João Cabral, nos anos seguintes, recebe, por seus inegáveis méritos, os prêmios “Camões”, em Portugal, e “Neustadt”, na Universidade de Oklahoma, nos Estados Unidos – o primeiro brasileiro a merecer a láurea.

Enquanto isso, no Brasil, Severino praticava atos políticos marcados pelo radicalismo e pelo preconceito.

Em 1980, denunciou o padre Vito Miracapillo, um religioso italiano que, diante da barbárie praticada pela ditadura militar, torturando e matando dissidentes do regime, recusou-se a celebrar missa nas comemorações do 7 de Setembro.

O padre foi expulso do Brasil, onde realizava importante trabalho de catequese e de solidariedade aos necessitados.

Aos seus usos e costumes, iludindo o eleitorado mais simples, Severino chega em 1995 à Câmara Federal.

Dessa vez, pelo fisiológico Partido da Frente Liberal (PFL).

A atuação parlamentar, do agora federal, Severino Cavalcanti, foi pontuada por fatos no mínimo cômicos, se não fossem trágicos… Perseguição a homossexuais; absurdas defesas de aumento de salários e legitimidade na contratação de parentes dos deputados para o serviço público; acordos políticos com base em vantagens pessoais; e, para fechar a lista com chave de ouro, a defesa de uma punição branda para os parlamentares corruptos.

Como dizem os talentosos irmãos chargistas, Paulo e Chico Caruso, no refrão de divertida e oportuna crítica musical: “Severino Cavalcanti, rei do lero-lero; Severino Cavalcanti o papa do baixo clero”.

Ou seja, para ser líder de um grupo sem nenhuma expressão, só sendo alguém da estatura desse mesmo contingente.

Numa articulação política sem medir consequências, unem-se partidos contra o então considerado “domínio petista”.

E, irresponsavelmente, o despreparado e corrupto Severino é eleito presidente da Câmara dos Deputados, o terceiro homem na hierarquia governamental do País.

Mas, como dizia o falso guru Fernando Collor, “o tempo é o senhor da razão”.

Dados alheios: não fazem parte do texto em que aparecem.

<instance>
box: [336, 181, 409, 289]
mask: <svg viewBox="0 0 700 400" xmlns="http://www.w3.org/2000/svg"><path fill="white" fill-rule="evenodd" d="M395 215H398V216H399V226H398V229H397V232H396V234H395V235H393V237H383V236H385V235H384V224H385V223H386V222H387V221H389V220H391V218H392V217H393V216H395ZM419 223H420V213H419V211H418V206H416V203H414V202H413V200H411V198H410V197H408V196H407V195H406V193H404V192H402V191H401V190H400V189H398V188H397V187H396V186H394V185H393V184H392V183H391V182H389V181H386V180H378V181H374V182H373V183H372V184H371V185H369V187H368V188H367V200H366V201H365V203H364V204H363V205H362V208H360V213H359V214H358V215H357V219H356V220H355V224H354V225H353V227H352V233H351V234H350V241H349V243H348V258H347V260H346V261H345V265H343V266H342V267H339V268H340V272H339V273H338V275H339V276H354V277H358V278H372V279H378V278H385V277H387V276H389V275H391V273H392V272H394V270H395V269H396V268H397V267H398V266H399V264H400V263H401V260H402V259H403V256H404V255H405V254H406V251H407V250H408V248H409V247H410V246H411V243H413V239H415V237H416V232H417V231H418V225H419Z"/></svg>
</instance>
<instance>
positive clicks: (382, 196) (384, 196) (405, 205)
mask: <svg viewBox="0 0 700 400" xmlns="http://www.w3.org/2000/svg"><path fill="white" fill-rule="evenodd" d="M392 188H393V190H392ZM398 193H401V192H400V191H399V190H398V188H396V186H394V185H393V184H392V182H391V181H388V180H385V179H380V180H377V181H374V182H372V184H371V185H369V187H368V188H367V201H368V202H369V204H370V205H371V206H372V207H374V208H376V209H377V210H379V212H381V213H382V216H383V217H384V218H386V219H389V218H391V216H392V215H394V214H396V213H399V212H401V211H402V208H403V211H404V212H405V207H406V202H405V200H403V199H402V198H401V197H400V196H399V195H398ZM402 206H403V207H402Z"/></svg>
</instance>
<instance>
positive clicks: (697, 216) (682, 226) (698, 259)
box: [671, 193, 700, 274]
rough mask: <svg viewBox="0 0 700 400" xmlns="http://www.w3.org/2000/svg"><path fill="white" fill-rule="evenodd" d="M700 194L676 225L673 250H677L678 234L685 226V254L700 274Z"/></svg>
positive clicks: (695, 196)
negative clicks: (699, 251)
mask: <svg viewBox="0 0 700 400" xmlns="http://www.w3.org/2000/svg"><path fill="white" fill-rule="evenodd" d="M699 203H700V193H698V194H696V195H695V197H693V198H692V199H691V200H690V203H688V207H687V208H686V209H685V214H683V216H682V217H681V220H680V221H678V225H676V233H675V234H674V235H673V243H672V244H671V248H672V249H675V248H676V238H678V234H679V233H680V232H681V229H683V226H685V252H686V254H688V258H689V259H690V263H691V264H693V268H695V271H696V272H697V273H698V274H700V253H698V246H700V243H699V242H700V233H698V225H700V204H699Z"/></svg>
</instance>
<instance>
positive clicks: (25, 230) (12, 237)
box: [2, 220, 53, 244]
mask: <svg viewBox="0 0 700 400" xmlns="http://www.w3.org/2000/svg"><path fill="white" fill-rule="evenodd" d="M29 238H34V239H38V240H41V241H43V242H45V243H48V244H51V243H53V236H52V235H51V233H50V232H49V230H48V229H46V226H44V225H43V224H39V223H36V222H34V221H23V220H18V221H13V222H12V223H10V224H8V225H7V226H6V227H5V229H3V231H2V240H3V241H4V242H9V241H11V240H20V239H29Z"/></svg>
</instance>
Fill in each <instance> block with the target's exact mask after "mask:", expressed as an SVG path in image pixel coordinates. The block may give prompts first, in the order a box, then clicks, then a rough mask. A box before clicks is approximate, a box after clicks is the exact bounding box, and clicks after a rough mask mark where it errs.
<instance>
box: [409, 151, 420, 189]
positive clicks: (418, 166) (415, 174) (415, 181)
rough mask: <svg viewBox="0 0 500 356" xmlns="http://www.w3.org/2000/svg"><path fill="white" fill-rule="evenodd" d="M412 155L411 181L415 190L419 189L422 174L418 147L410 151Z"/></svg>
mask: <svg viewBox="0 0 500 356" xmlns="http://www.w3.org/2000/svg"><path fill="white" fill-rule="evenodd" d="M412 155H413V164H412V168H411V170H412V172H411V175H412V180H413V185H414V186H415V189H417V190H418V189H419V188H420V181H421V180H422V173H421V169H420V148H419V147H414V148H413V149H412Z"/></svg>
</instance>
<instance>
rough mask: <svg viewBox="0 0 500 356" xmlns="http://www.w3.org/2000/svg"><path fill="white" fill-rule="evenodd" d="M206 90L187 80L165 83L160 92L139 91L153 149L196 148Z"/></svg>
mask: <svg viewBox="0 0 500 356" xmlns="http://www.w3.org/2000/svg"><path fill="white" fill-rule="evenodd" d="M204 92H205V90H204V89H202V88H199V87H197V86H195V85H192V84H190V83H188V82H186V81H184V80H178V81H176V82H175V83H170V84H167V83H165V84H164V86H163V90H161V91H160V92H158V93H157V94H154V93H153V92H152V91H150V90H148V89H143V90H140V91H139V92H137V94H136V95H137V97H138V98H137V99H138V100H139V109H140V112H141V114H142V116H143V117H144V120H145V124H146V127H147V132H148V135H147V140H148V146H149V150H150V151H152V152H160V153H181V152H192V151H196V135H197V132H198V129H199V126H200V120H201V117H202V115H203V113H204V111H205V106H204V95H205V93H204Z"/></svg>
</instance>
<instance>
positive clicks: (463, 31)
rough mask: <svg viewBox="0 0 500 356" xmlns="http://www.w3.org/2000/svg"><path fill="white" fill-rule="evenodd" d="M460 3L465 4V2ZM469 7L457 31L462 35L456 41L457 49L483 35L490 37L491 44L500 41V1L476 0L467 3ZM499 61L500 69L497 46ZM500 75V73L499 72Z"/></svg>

E foi mesmo, primeiro com ele próprio, Collor, e, mais tarde, com Severino.

Neste caso, o tempo nem perdeu tempo… Agiu rápido. Severino foi flagrado com a mão em ladroagem pequena para quem é igualmente pequeno, de lá mesmo, do “baixo clero”.

Cobrava propina do concessionário da lanchonete da Câmara Federal.

E o poeta João Cabral?

Pergunta o atento leitor.

João Cabral morreu no final dos anos 1990.

Escapou de ver um de seus retratados, que deixou de ser um herói nordestino como aquele do seu antológico poema, para ter outra espécie de fim.

Severino, ao renunciar aos mandatos de presidente da Câmara e de deputado federal, suicidou-se politicamente diante das denúncias que não conseguiu desmentir – porque eram verdadeiras.

Morreu em 2020, no ostracismo político. 

Neste momento da vida pública do Brasil, nas campanhas às prefeituras que se iniciaram, observamos mais Severinos do que Joões.

A história ensina muito, as pessoas aprendem pouco…

Ricardo Viveiros, jornalista, professor e escritor, é doutor em Educação, Arte e História da Cultura (Universidade Presbiteriana Mackenzie); autor, dentre outros livros, de "A vila que descobriu o Brasil", "Justiça seja feita" e "Memórias de um tempo obscuro". Apresenta o programa “Brasil, mostra a tua cara!” às sexta-feiras, 23 horas, na TV Cultura.